Dataset. To produce real world data, the authors created accounts and performed interactions with each service manually. It is interesting to note that there are 4 categories of data that the services acquire from users; received (which is given directly e.g email, clicks), observed (data collected by sensors), inferred, predicted. The scope of the following analysis is limited to received data.
Questions. Using regression models the authors were able to answer the following question:
* Are services with higher rank more compliant? * Do services with higher rank provide less data to users? * Do higher rank services use extensive authentication for data porting? * Do higher rank services provide faster data transfer? * Do lower rank services provide more and better import opportunities?
Compliance. Any service that processes data export request in legally-allowed time (30 days), provides data in machine readable format (JSON, HTML, XML), provides all of the received data of the user, is considered compliant. Only 74% of the 182 services facilitated data export at some level, and popularity / Alexa rank, was not a significant variable in predicting overall compliance.
Scope of Data. Furthermore, as per intuition, we should see higher rank services exporting less data as compared to lower ranked. This insight is based on the hunch that popular services value possession of unique data. To everyones’ surprise, rank was significantly related to providing more data while exporting. In some cases, higher ranked services would even provide observed data.
Authentication. Analyzing data scope remains incomplete without checking characteristics of authentication during data export. Large amounts of data in malicious hands can cause serious issues. The data shows services with higher rank require significantly more authentication than lower ranked services. This is a positive result as we showed higher ranked services provided more data while exporting.
Transfer Speed and Import Opportunities Finally, the authors analyzed how quickly a service processed data transfer and if they had import opportunities. They expected to see higher ranked services to show slower processing times and lower ranked services to provide more import opportunities. They were able to show higher rank did not affect faster processing times. However, adding to more unexpected results, they saw no relation of lower rank with more import opportunities.

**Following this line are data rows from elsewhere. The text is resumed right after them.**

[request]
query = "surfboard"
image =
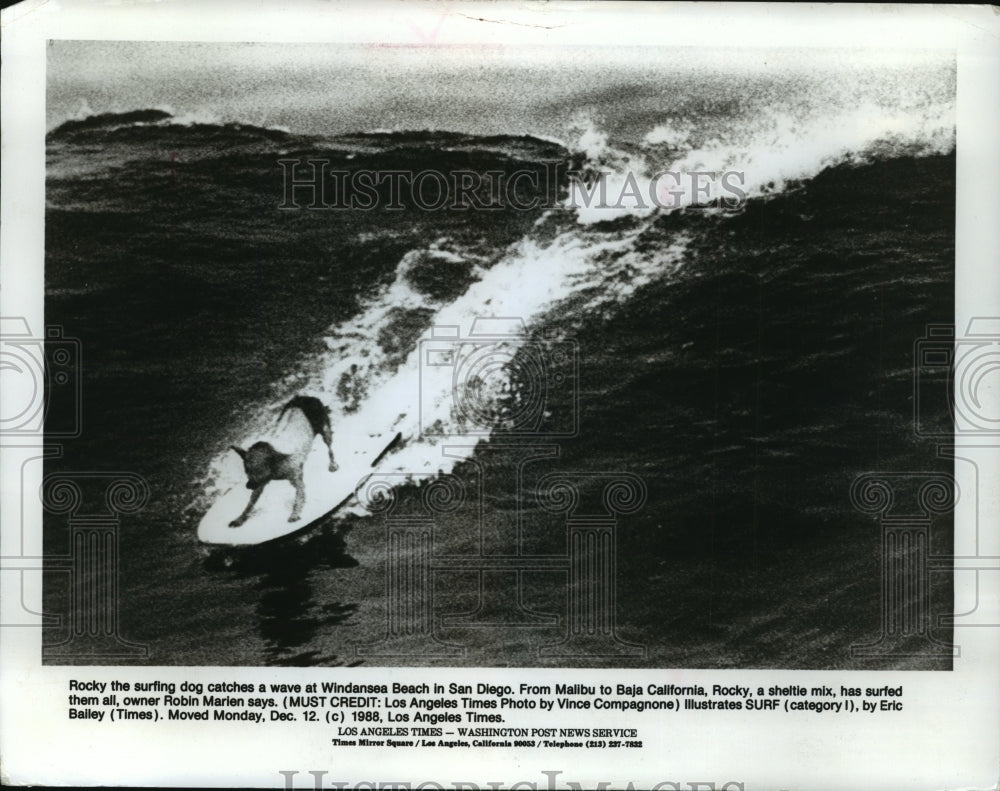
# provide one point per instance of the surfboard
(325, 493)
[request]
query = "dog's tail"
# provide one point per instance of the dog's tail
(316, 412)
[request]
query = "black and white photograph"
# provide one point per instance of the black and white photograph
(560, 359)
(488, 395)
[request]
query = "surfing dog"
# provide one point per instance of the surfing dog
(307, 417)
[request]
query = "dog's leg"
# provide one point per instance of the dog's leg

Discussion. This paper highlights several interesting results and offers possible explanations w.r.t compliance with data portability. They argue that absence of a direct transfer platform is one major reason that higher rank services are being more compliant. As doing so will build more trust with audience. At the same time lack of direct transfer reduces the probability of users actually transferring their data (convenience). Making compliance a win-win for higher ranked services. Furthermore, they argue that lack of awareness is behind lower rank services not utilizing this golden opportunity.